The frozen yogurt cones shown is made from a cone and a hemisphere the radius is 6 cm the total height of the cone is 24 cm the cone is completely packed with frozen yogurt what is the exact volume of the frozen yogurt in the cone and hemisphere leave your answer and terms of pi
To find the volume of the frozen yogurt in the cone and hemisphere, we need to find the volumes of the cone and hemisphere separately, and then add them together.
The volume of a cone is given by the formula:
V_cone = (1/3) * π * r^2 * h,
where r is the radius of the cone and h is the height of the cone.

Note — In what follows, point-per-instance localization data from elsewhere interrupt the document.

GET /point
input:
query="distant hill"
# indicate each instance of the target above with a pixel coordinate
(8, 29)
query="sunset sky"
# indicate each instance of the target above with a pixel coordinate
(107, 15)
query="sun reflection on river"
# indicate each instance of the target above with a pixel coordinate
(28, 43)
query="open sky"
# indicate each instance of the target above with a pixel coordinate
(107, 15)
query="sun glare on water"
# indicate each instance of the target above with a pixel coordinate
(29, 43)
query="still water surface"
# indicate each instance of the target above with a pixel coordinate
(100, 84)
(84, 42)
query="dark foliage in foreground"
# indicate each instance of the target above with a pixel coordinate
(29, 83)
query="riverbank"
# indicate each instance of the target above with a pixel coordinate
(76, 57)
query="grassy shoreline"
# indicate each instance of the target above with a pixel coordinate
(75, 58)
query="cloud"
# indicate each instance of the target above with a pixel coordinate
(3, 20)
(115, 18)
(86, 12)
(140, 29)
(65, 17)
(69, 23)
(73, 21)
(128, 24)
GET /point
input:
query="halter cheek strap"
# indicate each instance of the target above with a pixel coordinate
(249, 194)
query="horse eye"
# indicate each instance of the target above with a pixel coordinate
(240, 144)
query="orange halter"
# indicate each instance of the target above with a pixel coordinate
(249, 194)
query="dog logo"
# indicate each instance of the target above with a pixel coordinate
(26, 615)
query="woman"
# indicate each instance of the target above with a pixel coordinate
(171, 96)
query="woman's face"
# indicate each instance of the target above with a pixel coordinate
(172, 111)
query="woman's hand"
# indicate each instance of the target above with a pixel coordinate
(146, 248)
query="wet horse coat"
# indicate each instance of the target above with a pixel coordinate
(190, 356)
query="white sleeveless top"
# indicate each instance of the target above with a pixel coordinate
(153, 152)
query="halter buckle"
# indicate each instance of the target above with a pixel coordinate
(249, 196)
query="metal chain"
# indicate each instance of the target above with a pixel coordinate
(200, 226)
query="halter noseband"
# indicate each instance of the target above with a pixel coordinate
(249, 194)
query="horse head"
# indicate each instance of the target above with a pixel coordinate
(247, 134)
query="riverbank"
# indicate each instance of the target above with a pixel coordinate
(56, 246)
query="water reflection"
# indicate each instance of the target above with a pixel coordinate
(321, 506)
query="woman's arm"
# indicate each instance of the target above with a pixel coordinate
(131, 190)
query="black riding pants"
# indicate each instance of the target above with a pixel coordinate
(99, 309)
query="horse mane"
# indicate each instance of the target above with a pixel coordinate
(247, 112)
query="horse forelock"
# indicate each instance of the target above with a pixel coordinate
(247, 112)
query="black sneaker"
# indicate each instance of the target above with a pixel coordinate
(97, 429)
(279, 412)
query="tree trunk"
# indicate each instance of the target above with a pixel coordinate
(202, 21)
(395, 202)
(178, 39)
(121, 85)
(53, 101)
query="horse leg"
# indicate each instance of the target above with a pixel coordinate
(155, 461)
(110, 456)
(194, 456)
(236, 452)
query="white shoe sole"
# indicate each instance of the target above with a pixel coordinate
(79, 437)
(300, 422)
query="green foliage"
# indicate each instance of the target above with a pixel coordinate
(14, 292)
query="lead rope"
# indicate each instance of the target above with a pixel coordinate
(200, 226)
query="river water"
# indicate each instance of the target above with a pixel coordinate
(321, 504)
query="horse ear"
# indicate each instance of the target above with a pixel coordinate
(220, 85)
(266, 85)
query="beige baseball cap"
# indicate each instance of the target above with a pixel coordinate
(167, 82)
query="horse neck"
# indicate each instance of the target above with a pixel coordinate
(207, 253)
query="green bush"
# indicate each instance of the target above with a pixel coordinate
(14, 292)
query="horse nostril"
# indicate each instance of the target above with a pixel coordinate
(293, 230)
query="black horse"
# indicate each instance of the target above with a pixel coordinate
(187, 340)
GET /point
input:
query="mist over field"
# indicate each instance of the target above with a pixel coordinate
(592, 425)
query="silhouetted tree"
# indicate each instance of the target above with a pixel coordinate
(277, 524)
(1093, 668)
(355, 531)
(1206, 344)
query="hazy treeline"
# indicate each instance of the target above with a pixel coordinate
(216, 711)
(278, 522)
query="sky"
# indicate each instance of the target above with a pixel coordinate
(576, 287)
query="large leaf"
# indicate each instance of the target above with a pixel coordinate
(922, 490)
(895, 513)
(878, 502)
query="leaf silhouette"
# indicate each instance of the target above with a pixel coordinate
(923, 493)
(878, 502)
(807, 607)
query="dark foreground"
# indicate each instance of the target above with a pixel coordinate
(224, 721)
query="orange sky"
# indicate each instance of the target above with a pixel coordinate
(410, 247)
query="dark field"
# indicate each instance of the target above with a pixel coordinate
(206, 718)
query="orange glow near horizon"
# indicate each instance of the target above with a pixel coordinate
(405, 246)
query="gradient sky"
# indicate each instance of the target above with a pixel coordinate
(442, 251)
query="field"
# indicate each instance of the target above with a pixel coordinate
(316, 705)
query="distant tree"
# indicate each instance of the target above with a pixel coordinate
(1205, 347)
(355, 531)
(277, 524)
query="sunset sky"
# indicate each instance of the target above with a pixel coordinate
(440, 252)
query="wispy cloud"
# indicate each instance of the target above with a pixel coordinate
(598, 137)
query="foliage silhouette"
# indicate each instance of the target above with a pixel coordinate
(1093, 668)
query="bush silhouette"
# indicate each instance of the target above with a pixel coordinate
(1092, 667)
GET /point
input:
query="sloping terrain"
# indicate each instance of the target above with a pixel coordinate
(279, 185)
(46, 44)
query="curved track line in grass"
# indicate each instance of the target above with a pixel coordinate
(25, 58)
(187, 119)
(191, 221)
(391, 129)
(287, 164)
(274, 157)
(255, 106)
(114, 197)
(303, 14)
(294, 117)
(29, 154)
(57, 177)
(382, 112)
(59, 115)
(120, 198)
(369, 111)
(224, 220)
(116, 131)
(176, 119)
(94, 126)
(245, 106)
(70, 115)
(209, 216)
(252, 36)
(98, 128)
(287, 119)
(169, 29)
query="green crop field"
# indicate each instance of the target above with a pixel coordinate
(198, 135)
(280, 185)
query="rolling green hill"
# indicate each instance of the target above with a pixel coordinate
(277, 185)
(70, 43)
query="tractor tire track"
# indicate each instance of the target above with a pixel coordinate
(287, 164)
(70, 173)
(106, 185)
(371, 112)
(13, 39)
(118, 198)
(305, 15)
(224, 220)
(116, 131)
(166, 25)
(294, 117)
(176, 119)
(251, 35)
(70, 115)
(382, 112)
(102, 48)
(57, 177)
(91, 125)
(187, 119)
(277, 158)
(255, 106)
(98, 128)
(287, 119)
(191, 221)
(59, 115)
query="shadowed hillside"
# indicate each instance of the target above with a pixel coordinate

Substituting the given values:
V_cone = (1/3) * π * (6^2) * 24
= (1/3) * π * 36 * 24
= 288π cm^3
The volume of a hemisphere is given by the formula:
V_hemisphere = (2/3) * π * r^3,
where r is the radius of the hemisphere.
Substituting the given value:
V_hemisphere = (2/3) * π * (6^3)
= (2/3) * π * 216
= 144π cm^3
Now, adding the volumes together:
V_total = V_cone + V_hemisphere
= 288π + 144π
= 432π cm^3
Therefore, the exact volume of the frozen yogurt in the cone and hemisphere is 432π cm^3.